With each new generation of rovers, NASA has added new capabilities and a somewhat different instrument suite to answer important scientific questions. With the launch of Mars Perseverance, the fourth generation of Mars rovers, NASA will take forward this tradition.
What is unique about ‘Perseverance’?
- First, it will carry a unique instrument, MOXIE or Mars Oxygen ISRU Experiment: which for the first time will manufacture molecular oxygen on Mars using carbon dioxide from the carbon-dioxide-rich atmosphere. There is the new push for ISRU at NASA: in NASA jargon, ISRU means In Situ Resource Utilisation: or the use of local resources to meet human needs or requirements of the spacecraft. Without ISRU, exploration of Mars in the future decades will be incredibly expensive and thereby impossible. If astronauts have to carry oxygen or water or rocket fuel for their journey for a two-year journey to Mars and back, the cost will be understandably excessive. If oxygen can be successfully extracted on Mars in some significant scale, this can have two direct advantages: first, the oxygen can be used for human visitors to Mars, and second, the oxygen can be used to manufacture rocket fuel for the return journey. Thus, if the technology demonstration is successful, it would be of great use for a future human mission to Mars.

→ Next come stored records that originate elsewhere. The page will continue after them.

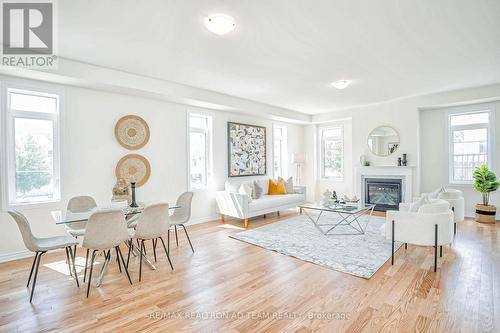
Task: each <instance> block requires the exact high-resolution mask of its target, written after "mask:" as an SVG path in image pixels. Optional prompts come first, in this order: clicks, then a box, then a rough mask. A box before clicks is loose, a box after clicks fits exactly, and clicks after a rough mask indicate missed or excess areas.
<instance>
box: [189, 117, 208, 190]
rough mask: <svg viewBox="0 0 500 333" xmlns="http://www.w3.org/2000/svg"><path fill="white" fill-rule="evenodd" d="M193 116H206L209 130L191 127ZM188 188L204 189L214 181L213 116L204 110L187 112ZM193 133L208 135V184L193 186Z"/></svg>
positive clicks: (207, 157) (206, 147) (206, 146)
mask: <svg viewBox="0 0 500 333" xmlns="http://www.w3.org/2000/svg"><path fill="white" fill-rule="evenodd" d="M191 116H196V117H200V118H205V119H207V130H206V131H202V130H200V129H197V128H191ZM186 128H187V138H186V139H187V147H186V148H187V149H186V150H187V171H188V173H187V188H188V189H189V190H190V191H197V190H198V191H199V190H204V189H206V188H208V187H209V185H210V183H211V181H212V176H213V171H212V170H213V169H212V166H213V159H212V154H213V138H212V135H213V119H212V116H211V115H209V114H206V113H202V112H188V113H187V126H186ZM191 133H204V134H205V135H206V147H205V154H206V156H207V165H206V167H205V170H206V184H204V185H201V186H193V184H192V183H191Z"/></svg>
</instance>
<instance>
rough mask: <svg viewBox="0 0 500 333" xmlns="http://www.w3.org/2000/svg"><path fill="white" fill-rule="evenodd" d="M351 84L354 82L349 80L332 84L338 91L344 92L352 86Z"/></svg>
mask: <svg viewBox="0 0 500 333" xmlns="http://www.w3.org/2000/svg"><path fill="white" fill-rule="evenodd" d="M351 82H352V81H349V80H338V81H335V82H332V86H334V87H335V88H337V89H340V90H342V89H345V88H347V86H348V85H350V84H351Z"/></svg>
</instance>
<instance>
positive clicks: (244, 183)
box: [238, 183, 253, 200]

- Second, Perseverance will carry Ingenuity, the first ever helicopter to fly on Mars. This is the first time NASA will fly a helicopter on another planet or satellite. Like a drone on Earth, a Mars helicopter can help in rover drive planning and in fetching samples from locations that the rover cannot safely drive to. If this technology demonstration is successful, we will see a greater role for such helicopters in future missions.
- Third, Perseverance is the planned first step to bring back rock samples from Mars for analysis in sophisticated laboratories on Earth: with the goal of looking for biosignatures: or signatures of present or past life. Perseverance will collect samples and a second rover mission will fly within a decade to help transport the rock samples back to Earth.